Ontem eu fui até
minhas lembranças
encontrei muitas ruínas
encontrei muitos retalhos, muitos caminhos inacabados, muitos atalhos e muitas voltas
Encontrei dúvidas e certezas, encontrei muitas opções de escolhas
Encontrei também fragmentos de quem sabe,
de talvez, de até logo, até breve, de nunca mais...
Mas ainda encontrei em tempo
de visualizar por alguns segundos
antes que desfragmentasse,
antes que acabasse, antes que morresse para sempre naquele segundo,
sim meu sorriso infantil e esperançoso
ainda estava lá, guardado na minha lembrança
Quando se é criança, se pode sonhar colorido, colorido de esperança, colorido de lollipop
Olhando um pouco mais adiante, alguns passos de segundo notei um espelho quebrado,
dentro estava uma pessoa
adulta e calada, cabisbaixa e pensativa
Não pude ver o rosto, mas me lembrou
alguém muito próximo de agora, os cabelos longos e jogados na face
encobria a sua identidade
Estremeci quando notei a semelhança,
trazia em uma mão a historia
de uma vida, e na outra mão
apertava forte uma caneta, a caneta que escrevia as nossas escolhas
Foi quando lembrei vagamente que nessa fração de segundo
eu poderia ainda escrever a minha historia, afinal a caneta da Vida só seca a sua tinta
quando desistimos de nós e esquecemos que somos
os autores e co-autores de nossas ações.
Quando eu era criança sempre escrevia carta pro papai noel
todas as noites que antecedia o natal eu colocava a carta na janela
e dormia cedo pra não perder o encanto, era sabido que quem não dormia não recebia presente, pois quebrava o encanto do natal.

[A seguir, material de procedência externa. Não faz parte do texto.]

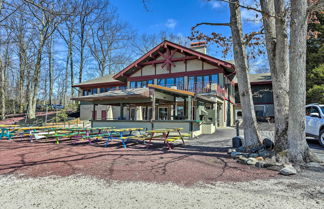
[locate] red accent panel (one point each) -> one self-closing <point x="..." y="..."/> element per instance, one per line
<point x="188" y="73"/>
<point x="181" y="48"/>
<point x="258" y="83"/>
<point x="104" y="84"/>
<point x="172" y="60"/>
<point x="94" y="115"/>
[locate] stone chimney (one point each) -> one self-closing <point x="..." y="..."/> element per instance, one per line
<point x="199" y="46"/>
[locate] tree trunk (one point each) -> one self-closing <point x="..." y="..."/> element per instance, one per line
<point x="50" y="72"/>
<point x="32" y="99"/>
<point x="277" y="50"/>
<point x="251" y="135"/>
<point x="66" y="78"/>
<point x="298" y="148"/>
<point x="71" y="63"/>
<point x="2" y="91"/>
<point x="82" y="46"/>
<point x="22" y="70"/>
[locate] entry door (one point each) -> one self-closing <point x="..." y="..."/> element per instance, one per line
<point x="163" y="113"/>
<point x="94" y="115"/>
<point x="103" y="115"/>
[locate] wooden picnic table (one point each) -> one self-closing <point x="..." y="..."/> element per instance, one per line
<point x="165" y="137"/>
<point x="119" y="134"/>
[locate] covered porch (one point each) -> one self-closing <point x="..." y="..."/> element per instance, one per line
<point x="154" y="107"/>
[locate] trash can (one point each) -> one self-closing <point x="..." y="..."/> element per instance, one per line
<point x="237" y="142"/>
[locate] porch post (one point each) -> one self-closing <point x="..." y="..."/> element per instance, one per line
<point x="94" y="115"/>
<point x="174" y="107"/>
<point x="185" y="112"/>
<point x="189" y="108"/>
<point x="121" y="111"/>
<point x="153" y="105"/>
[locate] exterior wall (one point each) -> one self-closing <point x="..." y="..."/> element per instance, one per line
<point x="193" y="65"/>
<point x="86" y="111"/>
<point x="208" y="66"/>
<point x="180" y="67"/>
<point x="148" y="70"/>
<point x="187" y="126"/>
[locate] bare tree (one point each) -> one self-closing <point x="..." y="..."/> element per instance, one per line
<point x="275" y="25"/>
<point x="108" y="43"/>
<point x="46" y="24"/>
<point x="251" y="135"/>
<point x="239" y="42"/>
<point x="298" y="148"/>
<point x="86" y="11"/>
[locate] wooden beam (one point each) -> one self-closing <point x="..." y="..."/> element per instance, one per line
<point x="153" y="105"/>
<point x="189" y="108"/>
<point x="172" y="60"/>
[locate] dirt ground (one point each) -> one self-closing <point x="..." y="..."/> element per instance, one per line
<point x="198" y="175"/>
<point x="182" y="165"/>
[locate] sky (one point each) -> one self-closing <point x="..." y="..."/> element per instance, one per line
<point x="178" y="17"/>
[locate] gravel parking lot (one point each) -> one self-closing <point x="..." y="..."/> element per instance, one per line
<point x="199" y="175"/>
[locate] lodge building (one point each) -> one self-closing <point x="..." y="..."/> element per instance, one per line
<point x="169" y="86"/>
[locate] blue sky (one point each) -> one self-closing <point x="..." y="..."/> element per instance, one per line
<point x="178" y="16"/>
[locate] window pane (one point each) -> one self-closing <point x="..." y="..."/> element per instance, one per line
<point x="206" y="81"/>
<point x="199" y="83"/>
<point x="169" y="82"/>
<point x="133" y="84"/>
<point x="221" y="82"/>
<point x="150" y="82"/>
<point x="191" y="83"/>
<point x="161" y="82"/>
<point x="179" y="82"/>
<point x="214" y="78"/>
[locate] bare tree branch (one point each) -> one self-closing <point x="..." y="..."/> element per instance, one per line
<point x="208" y="23"/>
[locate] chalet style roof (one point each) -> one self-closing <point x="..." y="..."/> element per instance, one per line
<point x="107" y="79"/>
<point x="157" y="51"/>
<point x="117" y="94"/>
<point x="260" y="78"/>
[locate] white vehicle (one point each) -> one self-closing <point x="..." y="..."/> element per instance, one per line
<point x="315" y="121"/>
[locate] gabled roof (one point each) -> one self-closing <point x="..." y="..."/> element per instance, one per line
<point x="149" y="56"/>
<point x="260" y="77"/>
<point x="107" y="79"/>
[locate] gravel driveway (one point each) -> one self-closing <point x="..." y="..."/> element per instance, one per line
<point x="199" y="175"/>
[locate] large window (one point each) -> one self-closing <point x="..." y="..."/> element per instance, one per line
<point x="140" y="84"/>
<point x="132" y="84"/>
<point x="87" y="92"/>
<point x="191" y="83"/>
<point x="161" y="82"/>
<point x="169" y="82"/>
<point x="179" y="82"/>
<point x="214" y="79"/>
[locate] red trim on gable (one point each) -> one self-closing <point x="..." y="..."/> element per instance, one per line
<point x="99" y="85"/>
<point x="188" y="73"/>
<point x="182" y="49"/>
<point x="259" y="83"/>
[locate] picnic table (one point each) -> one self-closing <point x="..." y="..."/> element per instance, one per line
<point x="76" y="133"/>
<point x="164" y="135"/>
<point x="7" y="131"/>
<point x="119" y="135"/>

Em uma dessas noites eu que havia dormido o dia todo, estava sem sono e fingi estar dormindo só pra ver o bom velhinho deixar meu presente.
Foi decepcionante quando vi meu irmão colocar o presente embaixo da minha caminha.
Fiquei muito chateada e não contei a ninguém o ocorrido. Parei com as cartinhas, alegava que já estava crescida e que não acreditava mais em papai noel, mas na verdade até hoje eu tenho dúvida se o encanto do meu natal não quebrou justamente porque
eu não fui dormir.
Era uma manhã de sol escaldante, eu sempre muito levada aprontava as piores peraltices da casa e deixava minha mãe desesperada Uma dessas tardes de sol, eu peguei uma bacia de alumínio, dessas que tem em toda casa da roça; coloquei a bacia na cabeça e rumei pro açude, peguei um pedaço de pau, entrei na bacia e com o pau empurrei o barranco afim de fazer daquela bacia um barco. Empurrei repetidas vezes até que comecei a rodar, rodar, rodar e ir pro centro do açude,dessa vez não tinha como gritar, o medo era tanto que eu travei o corpo, a bacia girava e eu tremia. A bacia foi adentrando o açude, foi quando novamente meu irmão mais velho que estava pescando num barranco, ele me viu e pulou na água para me resgatar. Dessa vez eu não escapei de um castigo não, fiquei proibida de andar a cavalo, buscar frutas silvestre e subir em árvores...Mas isso só durou uma noite e um dia, eu sempre escapava dos castigos.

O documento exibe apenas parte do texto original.